I saw some of all of that in myself recently, and it was not a pleasant revelation (yes, revelation). And recently I screwed up on the one thing you really CANNOT mulligan: a first impression. Haven’t you heard that? “You never get a second chance to make a first impression?”
Later, when I realized what kind of impression I likely left, I thought about how I could re-do it. But I could not re-do it. I could try to clean up any mess I might have made — but sometimes that just makes matters worse, so be careful — but I could not, in fact, re-do that first impression.

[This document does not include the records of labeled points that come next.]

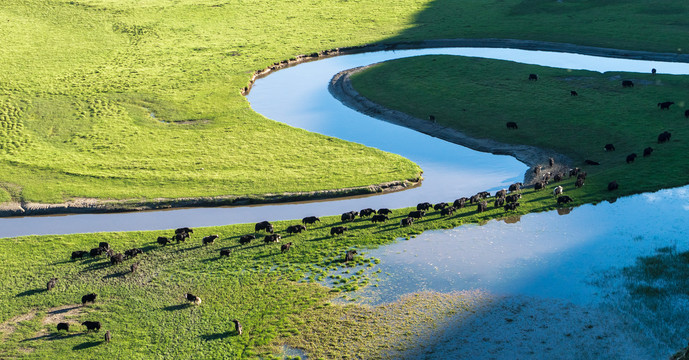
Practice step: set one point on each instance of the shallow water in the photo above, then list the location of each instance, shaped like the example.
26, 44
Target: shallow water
298, 96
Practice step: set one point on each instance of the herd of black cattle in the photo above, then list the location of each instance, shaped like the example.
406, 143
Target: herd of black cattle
508, 199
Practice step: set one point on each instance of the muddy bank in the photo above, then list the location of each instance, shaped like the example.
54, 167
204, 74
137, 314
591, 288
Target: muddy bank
341, 88
82, 205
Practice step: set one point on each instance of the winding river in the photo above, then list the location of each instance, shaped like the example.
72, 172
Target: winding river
298, 96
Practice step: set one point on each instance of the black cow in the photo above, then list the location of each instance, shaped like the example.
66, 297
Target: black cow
366, 212
285, 247
665, 105
272, 238
91, 325
349, 256
379, 218
209, 239
310, 220
79, 254
51, 283
447, 211
264, 225
564, 199
88, 298
245, 239
384, 211
407, 221
338, 230
418, 214
440, 206
424, 206
664, 137
613, 186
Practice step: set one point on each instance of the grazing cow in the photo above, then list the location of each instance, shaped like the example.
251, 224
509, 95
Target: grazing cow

Then I thought about nursing in areas like critical care, emergency or trauma situations. I’ll be in those situations shortly, and I’m glad I got this understanding now: Sometimes there are no mulligans. You have to make a quick decision, and it could be — oh-so-literally — life or death. No do-overs.
Probably we have become somewhat of a “second chances” society out of self-preservation. How untenable is it to live with this kind of pressure all the time — get it right the first time OR ELSE? Way too untenable.
Yet sometimes we MUST live that way. If I’m your emergency nurse, you’d better hope I live this way.